Anggota Komisi II DPR Fraksi Partai Gerindra Azis Subekti. (Foto: RMOL/ Ahmad Satryo)
Panitia Khusus Penyelesaian Konflik Agraria DPR diingatkan agar tidak menjadikan reforma agraria sebatas jargon politik. Program tersebut harus benar-benar menyentuh petani kecil bila kedaulatan pangan ingin diwujudkan.
"Kedaulatan pangan sering kita teriak-teriakkan sebagai cita-cita besar. Tapi faktanya petani masih sering diposisikan hanya sebagai objek pelaksana program, penerima bantuan, atau buruh di lahan yang bukan miliknya," tegas Anggota Komisi II DPR Fraksi Partai Gerindra, Azis Subekti, dalam keterangannya Sabtu, 13 Desember 2025.
Menurut Azis, petani seharusnya ditempatkan sebagai subjek utama pembangunan pangan. Artinya, petani harus memiliki hak atas tanah yang jelas, kebebasan menentukan usaha tani, posisi tawar di pasar, serta menikmati nilai tambah dari hasil kerja mereka sendiri.
"Tanpa itu semua, kenaikan produksi akan rapuh. Begitu biaya naik, lahan terdesak, atau harga jatuh, yang pertama kali tumbang selalu petani kecil," tandas Anggota Pansus Penyelesaian Konflik Agraria DPR dari Fraksi Gerindra ini.
Azis mengungkapkan data BPS 2023-2025 yang menempatkan Jawa Tengah sebagai salah satu penopang utama pangan nasional. Pada 2023, produktivitas padi tercatat 55,24 kuintal per hektare dengan produksi 9,06 juta ton.
Pada 2024, produktivitas meningkat menjadi 57,19 kuintal per hektare. Namun, penurunan luas panen membuat produksi justru turun menjadi 8,89 juta ton. Sementara pada 2025, peningkatan luas panen diproyeksikan mendorong produksi naik hingga 9,38 juta ton.
"Pesannya jelas.
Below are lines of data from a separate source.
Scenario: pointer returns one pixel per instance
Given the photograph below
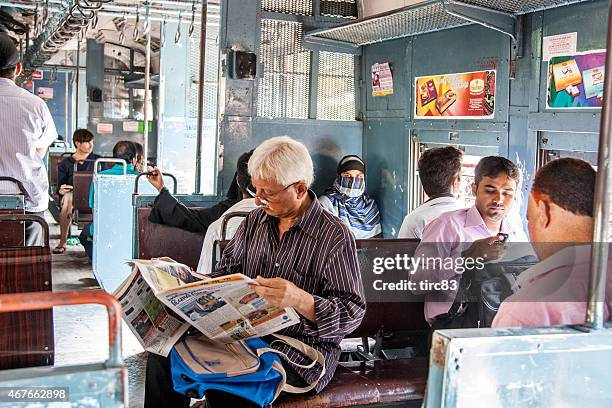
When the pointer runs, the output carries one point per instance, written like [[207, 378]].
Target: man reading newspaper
[[301, 257]]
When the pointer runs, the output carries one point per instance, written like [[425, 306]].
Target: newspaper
[[225, 309]]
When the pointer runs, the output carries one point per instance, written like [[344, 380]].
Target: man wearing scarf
[[347, 200]]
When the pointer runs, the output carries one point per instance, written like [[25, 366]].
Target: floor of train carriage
[[81, 332]]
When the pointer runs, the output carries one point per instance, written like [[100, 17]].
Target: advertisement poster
[[576, 81], [45, 93], [561, 44], [467, 95], [382, 80]]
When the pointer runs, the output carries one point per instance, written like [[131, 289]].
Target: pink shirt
[[447, 237], [553, 292]]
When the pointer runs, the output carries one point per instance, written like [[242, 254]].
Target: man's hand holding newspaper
[[225, 309]]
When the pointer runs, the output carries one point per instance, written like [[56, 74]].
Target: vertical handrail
[[601, 205], [202, 77]]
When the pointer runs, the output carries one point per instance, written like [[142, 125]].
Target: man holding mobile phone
[[84, 158], [479, 232]]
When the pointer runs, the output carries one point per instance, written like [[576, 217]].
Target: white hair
[[283, 161]]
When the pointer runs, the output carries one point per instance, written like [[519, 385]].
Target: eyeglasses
[[251, 190]]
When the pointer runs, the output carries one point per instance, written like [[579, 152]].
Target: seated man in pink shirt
[[560, 215], [468, 233]]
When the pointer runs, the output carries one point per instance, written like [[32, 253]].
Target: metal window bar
[[284, 85], [297, 7], [601, 204], [336, 86], [339, 8]]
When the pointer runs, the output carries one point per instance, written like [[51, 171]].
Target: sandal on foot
[[59, 250]]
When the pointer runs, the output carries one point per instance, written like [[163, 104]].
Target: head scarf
[[356, 208]]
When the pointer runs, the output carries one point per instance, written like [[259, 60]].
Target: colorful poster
[[561, 44], [382, 79], [576, 81], [466, 95], [45, 93]]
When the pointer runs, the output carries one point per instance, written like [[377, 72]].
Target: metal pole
[[76, 86], [66, 95], [601, 205], [147, 90], [201, 94]]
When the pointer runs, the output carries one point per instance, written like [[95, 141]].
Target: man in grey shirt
[[26, 133]]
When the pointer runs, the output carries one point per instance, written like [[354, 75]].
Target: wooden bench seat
[[368, 383]]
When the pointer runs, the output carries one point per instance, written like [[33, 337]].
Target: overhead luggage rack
[[433, 15]]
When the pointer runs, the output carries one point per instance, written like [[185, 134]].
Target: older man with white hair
[[302, 257]]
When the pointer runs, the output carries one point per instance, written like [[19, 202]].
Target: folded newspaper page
[[225, 309]]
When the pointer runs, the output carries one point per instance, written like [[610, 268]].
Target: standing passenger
[[469, 232], [560, 215], [84, 158], [26, 131], [347, 199], [440, 175]]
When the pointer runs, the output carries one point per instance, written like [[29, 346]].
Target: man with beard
[[477, 233]]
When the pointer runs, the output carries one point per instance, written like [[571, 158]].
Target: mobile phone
[[504, 238]]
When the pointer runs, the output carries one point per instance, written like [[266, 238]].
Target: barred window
[[284, 87], [336, 86], [299, 7]]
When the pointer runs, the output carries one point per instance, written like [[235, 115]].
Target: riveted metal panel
[[283, 90], [336, 86]]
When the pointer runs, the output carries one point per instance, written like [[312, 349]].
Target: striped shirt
[[318, 255], [27, 125]]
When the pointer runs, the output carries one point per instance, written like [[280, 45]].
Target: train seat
[[26, 269], [155, 240]]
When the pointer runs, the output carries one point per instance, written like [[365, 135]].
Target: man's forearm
[[307, 308]]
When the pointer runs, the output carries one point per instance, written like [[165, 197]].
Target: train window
[[336, 86], [299, 7], [284, 88]]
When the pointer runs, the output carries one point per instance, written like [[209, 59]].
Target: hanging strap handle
[[315, 355]]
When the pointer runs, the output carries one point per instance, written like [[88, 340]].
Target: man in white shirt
[[440, 175], [27, 131]]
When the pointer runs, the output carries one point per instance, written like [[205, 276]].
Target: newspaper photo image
[[161, 298]]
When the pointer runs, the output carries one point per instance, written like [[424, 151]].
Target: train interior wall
[[521, 121]]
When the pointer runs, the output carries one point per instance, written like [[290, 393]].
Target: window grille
[[284, 86], [336, 86], [299, 7]]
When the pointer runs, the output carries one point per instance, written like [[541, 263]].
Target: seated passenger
[[125, 150], [302, 256], [470, 232], [560, 215], [440, 174], [247, 204], [347, 199], [169, 211], [85, 158]]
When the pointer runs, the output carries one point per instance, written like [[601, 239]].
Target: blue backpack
[[249, 368]]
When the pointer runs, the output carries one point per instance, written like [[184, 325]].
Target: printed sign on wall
[[382, 80], [576, 81], [466, 95]]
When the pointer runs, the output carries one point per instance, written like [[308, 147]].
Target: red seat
[[26, 269]]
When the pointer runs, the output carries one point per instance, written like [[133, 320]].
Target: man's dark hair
[[570, 184], [125, 150], [8, 72], [242, 172], [82, 135], [493, 166], [438, 168]]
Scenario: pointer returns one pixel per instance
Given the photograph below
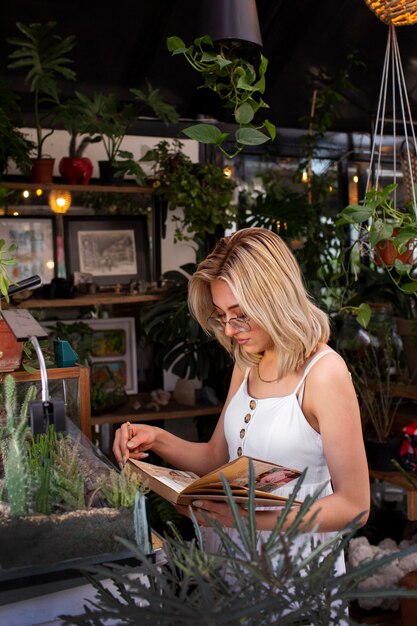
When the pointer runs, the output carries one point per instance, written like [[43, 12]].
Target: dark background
[[122, 44]]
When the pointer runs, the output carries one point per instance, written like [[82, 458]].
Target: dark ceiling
[[121, 44]]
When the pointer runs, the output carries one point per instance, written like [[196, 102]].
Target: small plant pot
[[42, 170], [386, 253], [10, 349], [381, 453], [76, 171]]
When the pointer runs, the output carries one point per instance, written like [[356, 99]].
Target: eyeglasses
[[241, 324]]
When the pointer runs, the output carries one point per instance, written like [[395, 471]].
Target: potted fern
[[58, 495], [42, 53]]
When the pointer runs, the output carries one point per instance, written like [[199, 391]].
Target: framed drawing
[[35, 240], [114, 249], [114, 349]]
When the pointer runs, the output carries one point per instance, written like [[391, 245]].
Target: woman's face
[[255, 340]]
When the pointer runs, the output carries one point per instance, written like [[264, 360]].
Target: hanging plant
[[237, 82]]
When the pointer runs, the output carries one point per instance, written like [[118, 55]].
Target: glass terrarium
[[63, 505]]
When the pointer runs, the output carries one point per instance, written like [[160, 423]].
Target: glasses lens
[[215, 323], [238, 324]]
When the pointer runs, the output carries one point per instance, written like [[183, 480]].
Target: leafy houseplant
[[182, 345], [13, 144], [201, 190], [378, 222], [238, 83], [43, 54], [108, 118], [75, 168], [54, 490], [11, 350]]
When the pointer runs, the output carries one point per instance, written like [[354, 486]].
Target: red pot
[[386, 253], [42, 170], [76, 171], [10, 349]]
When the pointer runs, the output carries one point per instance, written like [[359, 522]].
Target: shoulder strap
[[308, 368]]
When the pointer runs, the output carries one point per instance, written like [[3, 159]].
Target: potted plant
[[202, 191], [373, 359], [10, 349], [243, 581], [385, 233], [14, 144], [181, 346], [75, 168], [239, 84], [43, 54], [55, 490], [107, 117]]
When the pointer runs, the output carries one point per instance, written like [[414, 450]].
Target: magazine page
[[268, 476], [173, 478]]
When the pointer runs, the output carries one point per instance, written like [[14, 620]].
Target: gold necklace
[[275, 380]]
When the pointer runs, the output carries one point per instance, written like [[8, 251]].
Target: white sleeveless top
[[276, 430]]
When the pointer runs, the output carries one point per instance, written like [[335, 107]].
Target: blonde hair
[[266, 281]]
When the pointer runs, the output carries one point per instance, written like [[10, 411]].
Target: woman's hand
[[219, 511], [132, 441]]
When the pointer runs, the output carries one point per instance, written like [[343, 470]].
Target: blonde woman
[[291, 400]]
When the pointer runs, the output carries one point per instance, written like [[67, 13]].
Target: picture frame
[[114, 347], [36, 246], [113, 249]]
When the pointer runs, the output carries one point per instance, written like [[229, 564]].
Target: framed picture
[[35, 240], [114, 348], [113, 249]]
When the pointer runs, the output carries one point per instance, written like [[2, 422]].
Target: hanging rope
[[393, 73]]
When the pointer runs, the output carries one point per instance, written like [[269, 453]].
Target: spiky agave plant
[[248, 581]]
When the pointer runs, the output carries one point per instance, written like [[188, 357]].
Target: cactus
[[121, 489], [141, 523], [10, 400], [15, 476]]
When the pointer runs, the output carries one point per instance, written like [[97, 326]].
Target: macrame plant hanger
[[394, 13]]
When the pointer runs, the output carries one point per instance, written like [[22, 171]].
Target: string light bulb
[[59, 200]]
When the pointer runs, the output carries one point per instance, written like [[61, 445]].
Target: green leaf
[[175, 44], [250, 137], [205, 133], [271, 129], [244, 114], [410, 288], [363, 314]]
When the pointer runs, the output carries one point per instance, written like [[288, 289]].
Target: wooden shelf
[[172, 410], [85, 300], [123, 188]]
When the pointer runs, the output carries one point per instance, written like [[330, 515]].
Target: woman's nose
[[229, 330]]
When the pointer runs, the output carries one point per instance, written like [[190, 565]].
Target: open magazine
[[180, 487]]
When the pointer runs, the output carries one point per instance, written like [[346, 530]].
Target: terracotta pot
[[42, 170], [10, 349], [386, 253], [76, 171]]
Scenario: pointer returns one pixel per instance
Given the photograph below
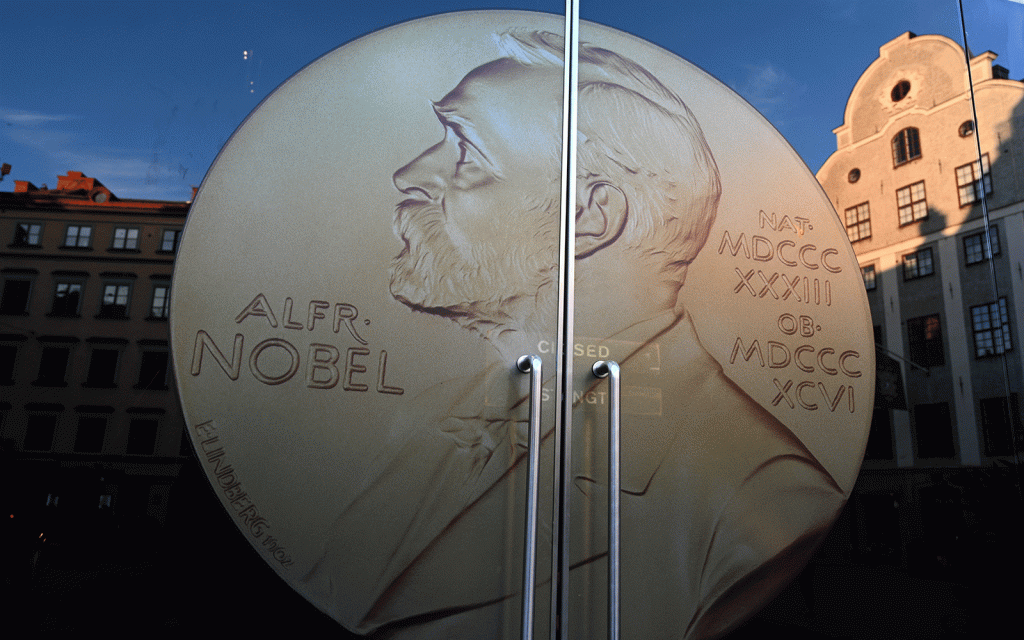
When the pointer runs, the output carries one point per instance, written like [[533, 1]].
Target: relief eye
[[464, 156]]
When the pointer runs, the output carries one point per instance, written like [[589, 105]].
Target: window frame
[[873, 276], [32, 424], [81, 239], [162, 312], [5, 301], [90, 419], [971, 184], [911, 204], [915, 272], [984, 251], [139, 420], [65, 312], [175, 236], [934, 449], [906, 146], [993, 332], [861, 217], [25, 242], [157, 383], [92, 378], [925, 342], [110, 310], [126, 240]]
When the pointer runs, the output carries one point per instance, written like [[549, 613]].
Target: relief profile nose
[[422, 176]]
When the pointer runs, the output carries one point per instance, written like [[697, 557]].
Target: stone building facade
[[89, 419], [931, 150]]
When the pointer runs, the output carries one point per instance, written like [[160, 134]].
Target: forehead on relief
[[507, 89]]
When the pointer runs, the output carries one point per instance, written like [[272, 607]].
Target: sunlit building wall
[[947, 301], [89, 419]]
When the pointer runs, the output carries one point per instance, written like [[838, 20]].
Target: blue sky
[[142, 94]]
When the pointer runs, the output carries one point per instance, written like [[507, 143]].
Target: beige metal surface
[[347, 369]]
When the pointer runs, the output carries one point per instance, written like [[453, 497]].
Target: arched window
[[906, 146]]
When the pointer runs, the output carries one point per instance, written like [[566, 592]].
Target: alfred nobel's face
[[480, 219]]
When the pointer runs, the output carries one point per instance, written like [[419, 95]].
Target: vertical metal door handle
[[609, 370], [531, 365]]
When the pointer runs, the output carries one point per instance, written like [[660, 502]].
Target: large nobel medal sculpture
[[377, 246]]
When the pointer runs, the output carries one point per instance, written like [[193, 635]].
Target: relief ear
[[601, 221]]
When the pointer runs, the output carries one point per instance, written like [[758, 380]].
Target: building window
[[906, 146], [972, 178], [867, 272], [976, 250], [14, 300], [39, 435], [161, 307], [900, 90], [28, 235], [918, 264], [991, 329], [91, 431], [169, 243], [998, 421], [67, 299], [880, 437], [78, 237], [925, 335], [153, 370], [858, 222], [911, 203], [125, 239], [142, 436], [8, 359], [115, 302], [53, 366], [102, 368], [933, 430]]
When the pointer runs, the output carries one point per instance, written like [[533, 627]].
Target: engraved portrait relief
[[722, 503]]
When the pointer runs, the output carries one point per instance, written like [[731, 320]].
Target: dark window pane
[[925, 335], [15, 297], [8, 355], [66, 299], [91, 430], [40, 433], [996, 423], [53, 366], [880, 438], [141, 436], [153, 372], [102, 368], [934, 430]]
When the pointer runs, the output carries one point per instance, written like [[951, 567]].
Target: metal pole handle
[[531, 365], [609, 370]]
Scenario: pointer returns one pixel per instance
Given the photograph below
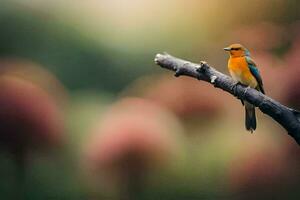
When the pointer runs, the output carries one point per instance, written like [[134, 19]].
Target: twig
[[287, 117]]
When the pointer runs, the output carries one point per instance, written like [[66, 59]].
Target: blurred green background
[[90, 56]]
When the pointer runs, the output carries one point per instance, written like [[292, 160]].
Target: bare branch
[[287, 117]]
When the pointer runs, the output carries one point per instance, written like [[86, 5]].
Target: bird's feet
[[234, 88]]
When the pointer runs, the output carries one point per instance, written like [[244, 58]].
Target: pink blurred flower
[[261, 171], [263, 36], [28, 116]]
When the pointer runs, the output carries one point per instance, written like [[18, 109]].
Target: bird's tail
[[250, 118]]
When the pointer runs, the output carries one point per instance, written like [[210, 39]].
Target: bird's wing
[[255, 72]]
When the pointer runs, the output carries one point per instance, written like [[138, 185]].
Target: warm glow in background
[[86, 114]]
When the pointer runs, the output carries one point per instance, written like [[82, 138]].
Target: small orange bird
[[244, 70]]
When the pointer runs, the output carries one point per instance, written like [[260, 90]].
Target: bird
[[244, 71]]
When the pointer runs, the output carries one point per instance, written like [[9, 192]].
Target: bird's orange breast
[[239, 70]]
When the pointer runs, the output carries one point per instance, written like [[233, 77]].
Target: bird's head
[[237, 50]]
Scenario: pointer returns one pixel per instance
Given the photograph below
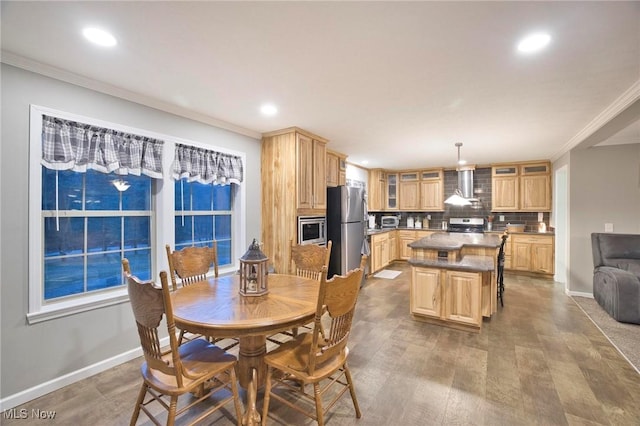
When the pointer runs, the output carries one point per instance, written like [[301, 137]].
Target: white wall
[[604, 187], [53, 349]]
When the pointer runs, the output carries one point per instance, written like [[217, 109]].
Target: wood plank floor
[[538, 361]]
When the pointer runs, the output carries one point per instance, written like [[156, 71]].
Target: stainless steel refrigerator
[[346, 217]]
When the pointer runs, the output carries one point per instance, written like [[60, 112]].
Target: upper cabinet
[[294, 183], [422, 190], [376, 190], [311, 172], [521, 187], [336, 168]]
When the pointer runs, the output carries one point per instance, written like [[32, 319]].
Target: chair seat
[[199, 358], [291, 357]]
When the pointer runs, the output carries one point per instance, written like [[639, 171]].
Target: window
[[84, 219], [202, 215], [93, 226]]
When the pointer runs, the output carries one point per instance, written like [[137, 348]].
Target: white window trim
[[162, 221]]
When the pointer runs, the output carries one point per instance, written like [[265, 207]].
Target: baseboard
[[579, 293], [59, 382]]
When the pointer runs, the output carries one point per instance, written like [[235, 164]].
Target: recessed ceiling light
[[534, 42], [99, 37], [269, 109]]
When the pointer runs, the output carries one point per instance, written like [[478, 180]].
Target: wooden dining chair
[[312, 358], [197, 369], [306, 260], [189, 265]]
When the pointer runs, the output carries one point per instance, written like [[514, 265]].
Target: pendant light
[[457, 199]]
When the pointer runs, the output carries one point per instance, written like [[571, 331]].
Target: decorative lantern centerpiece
[[254, 271]]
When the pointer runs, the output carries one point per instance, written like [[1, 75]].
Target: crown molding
[[88, 83], [624, 101]]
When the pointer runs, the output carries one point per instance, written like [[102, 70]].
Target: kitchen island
[[453, 279]]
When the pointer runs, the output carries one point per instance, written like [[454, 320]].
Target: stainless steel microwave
[[312, 230]]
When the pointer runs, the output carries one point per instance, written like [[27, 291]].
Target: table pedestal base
[[252, 374]]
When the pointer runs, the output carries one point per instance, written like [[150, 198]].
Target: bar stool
[[500, 274]]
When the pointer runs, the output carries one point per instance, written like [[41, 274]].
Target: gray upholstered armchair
[[616, 275]]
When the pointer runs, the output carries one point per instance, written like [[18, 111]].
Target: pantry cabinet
[[521, 187], [293, 183]]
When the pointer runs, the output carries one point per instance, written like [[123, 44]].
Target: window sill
[[71, 307]]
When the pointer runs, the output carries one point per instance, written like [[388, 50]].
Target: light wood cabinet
[[521, 187], [447, 295], [380, 251], [391, 191], [393, 246], [336, 168], [312, 181], [404, 239], [422, 191], [530, 253], [432, 190], [293, 184], [376, 190]]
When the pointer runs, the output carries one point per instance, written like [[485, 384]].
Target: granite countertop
[[471, 263], [455, 241]]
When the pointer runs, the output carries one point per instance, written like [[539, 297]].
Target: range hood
[[463, 195]]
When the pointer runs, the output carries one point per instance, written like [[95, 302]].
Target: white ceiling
[[397, 84]]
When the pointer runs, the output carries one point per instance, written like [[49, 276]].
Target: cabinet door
[[542, 258], [409, 195], [431, 195], [305, 172], [504, 193], [463, 297], [521, 256], [425, 294], [333, 169], [319, 177], [536, 193], [393, 246], [392, 191]]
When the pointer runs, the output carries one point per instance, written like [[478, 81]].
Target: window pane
[[69, 190], [183, 229], [224, 252], [222, 197], [100, 192], [137, 232], [201, 195], [203, 229], [223, 227], [140, 263], [138, 196], [104, 271], [63, 276], [68, 240], [177, 187], [103, 233]]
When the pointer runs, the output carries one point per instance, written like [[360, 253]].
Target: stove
[[466, 225]]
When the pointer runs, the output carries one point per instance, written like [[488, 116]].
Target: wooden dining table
[[215, 308]]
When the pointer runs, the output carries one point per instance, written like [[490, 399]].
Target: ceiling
[[394, 83]]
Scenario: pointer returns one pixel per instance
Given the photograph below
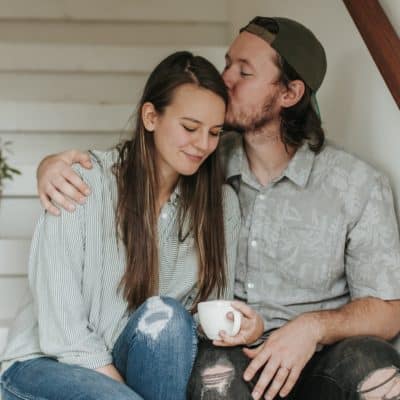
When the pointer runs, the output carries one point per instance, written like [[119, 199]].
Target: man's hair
[[300, 122], [300, 56]]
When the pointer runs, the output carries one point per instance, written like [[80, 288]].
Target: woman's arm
[[56, 273]]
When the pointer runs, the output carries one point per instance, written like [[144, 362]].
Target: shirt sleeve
[[56, 266], [232, 220], [372, 258]]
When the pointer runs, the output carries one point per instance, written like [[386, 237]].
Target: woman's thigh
[[45, 378]]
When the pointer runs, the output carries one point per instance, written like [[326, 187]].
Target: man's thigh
[[218, 374], [359, 368]]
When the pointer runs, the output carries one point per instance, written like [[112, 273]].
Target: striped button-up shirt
[[73, 311]]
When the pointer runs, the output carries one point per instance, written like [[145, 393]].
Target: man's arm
[[58, 182], [288, 349]]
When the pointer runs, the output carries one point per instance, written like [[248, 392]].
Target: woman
[[158, 222]]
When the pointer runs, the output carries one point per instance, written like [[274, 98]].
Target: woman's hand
[[110, 371], [251, 328], [58, 182]]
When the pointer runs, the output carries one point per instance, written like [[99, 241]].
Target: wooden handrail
[[381, 39]]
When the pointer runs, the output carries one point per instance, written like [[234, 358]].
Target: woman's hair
[[200, 196], [299, 123]]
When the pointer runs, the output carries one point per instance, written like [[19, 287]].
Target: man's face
[[252, 77]]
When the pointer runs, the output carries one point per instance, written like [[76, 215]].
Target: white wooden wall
[[70, 73]]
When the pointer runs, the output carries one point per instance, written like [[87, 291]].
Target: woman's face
[[188, 130]]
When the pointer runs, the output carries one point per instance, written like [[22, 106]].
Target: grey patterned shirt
[[73, 311], [321, 234]]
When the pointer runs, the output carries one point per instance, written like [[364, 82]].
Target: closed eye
[[189, 129]]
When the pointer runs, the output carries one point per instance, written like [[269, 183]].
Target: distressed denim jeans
[[154, 354], [337, 372]]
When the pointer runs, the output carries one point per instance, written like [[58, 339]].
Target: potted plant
[[6, 171]]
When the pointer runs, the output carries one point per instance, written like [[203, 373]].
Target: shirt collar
[[298, 169], [300, 166]]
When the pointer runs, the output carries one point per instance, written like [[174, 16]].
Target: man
[[319, 257]]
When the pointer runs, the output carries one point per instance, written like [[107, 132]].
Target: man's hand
[[283, 356], [57, 181], [251, 328], [110, 371]]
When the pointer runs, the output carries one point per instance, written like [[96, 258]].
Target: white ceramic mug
[[213, 319]]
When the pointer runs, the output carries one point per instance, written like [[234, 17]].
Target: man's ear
[[293, 93], [149, 116]]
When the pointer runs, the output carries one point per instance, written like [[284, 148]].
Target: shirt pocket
[[306, 254]]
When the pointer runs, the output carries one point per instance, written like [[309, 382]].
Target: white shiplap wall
[[70, 73]]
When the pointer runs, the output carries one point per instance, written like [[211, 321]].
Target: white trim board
[[20, 116], [117, 10], [94, 58]]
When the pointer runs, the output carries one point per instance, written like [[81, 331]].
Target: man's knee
[[366, 365], [382, 384], [217, 374]]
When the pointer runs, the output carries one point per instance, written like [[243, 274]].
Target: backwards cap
[[296, 44]]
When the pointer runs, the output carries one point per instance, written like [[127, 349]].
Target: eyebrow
[[199, 122], [241, 60]]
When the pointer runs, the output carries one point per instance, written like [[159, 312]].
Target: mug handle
[[237, 321]]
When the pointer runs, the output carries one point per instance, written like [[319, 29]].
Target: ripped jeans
[[359, 368], [154, 354]]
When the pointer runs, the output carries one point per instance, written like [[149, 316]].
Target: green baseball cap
[[297, 45]]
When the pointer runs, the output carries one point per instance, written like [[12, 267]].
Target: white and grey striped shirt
[[73, 311]]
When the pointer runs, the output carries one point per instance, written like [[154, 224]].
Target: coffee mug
[[213, 319]]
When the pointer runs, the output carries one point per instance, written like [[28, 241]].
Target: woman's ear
[[293, 94], [149, 116]]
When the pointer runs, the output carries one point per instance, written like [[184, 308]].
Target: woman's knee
[[161, 318]]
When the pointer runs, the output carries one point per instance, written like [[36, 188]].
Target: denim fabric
[[334, 373], [154, 354]]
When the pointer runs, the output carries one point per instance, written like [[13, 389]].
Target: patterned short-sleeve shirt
[[321, 234]]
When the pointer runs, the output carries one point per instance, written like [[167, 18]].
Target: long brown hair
[[200, 199]]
Produktivitas saja tidak cukup kalau lahan makin terhimpit, ongkos produksi membengkak, dan petani tak punya kepastian usaha," ujarnya.
Di Daerah Pemilihan Jawa Tengah VI yang meliputi Wonosobo, Purworejo, Temanggung, Magelang, dan Kota Magelang, kontribusi petani dinilai besar, namun tantangan yang dihadapi juga berat. Selain tekanan biaya dan alih fungsi lahan, wilayah pegunungan seperti Wonosobo dan Magelang juga rawan bencana.
Data longsor 2024 mencatat Wonosobo mengalami 80 kejadian, Magelang 64 kejadian, Purworejo 28 kejadian, dan Temanggung 24 kejadian. Kondisi ini menegaskan bahwa agenda ketahanan pangan tidak bisa dilepaskan dari isu lingkungan dan mitigasi risiko bencana.
Azis juga menyoroti potensi hortikultura di dapilnya. Temanggung tercatat sebagai produsen cabai rawit terbesar di Jawa Tengah pada 2024 dengan produksi mencapai 569,30 ribu kuintal. Sementara Wonosobo dan Magelang kuat pada komoditas bawang daun dan bawang putih.
"Kebijakan pangan tidak boleh padi-sentris. Diversifikasi pangan dan penguatan hortikultura itu bukan pelengkap, tapi strategi menjaga pendapatan petani sekaligus menjamin pasokan," kata Wasekjen DPP Partai Gerindra ini.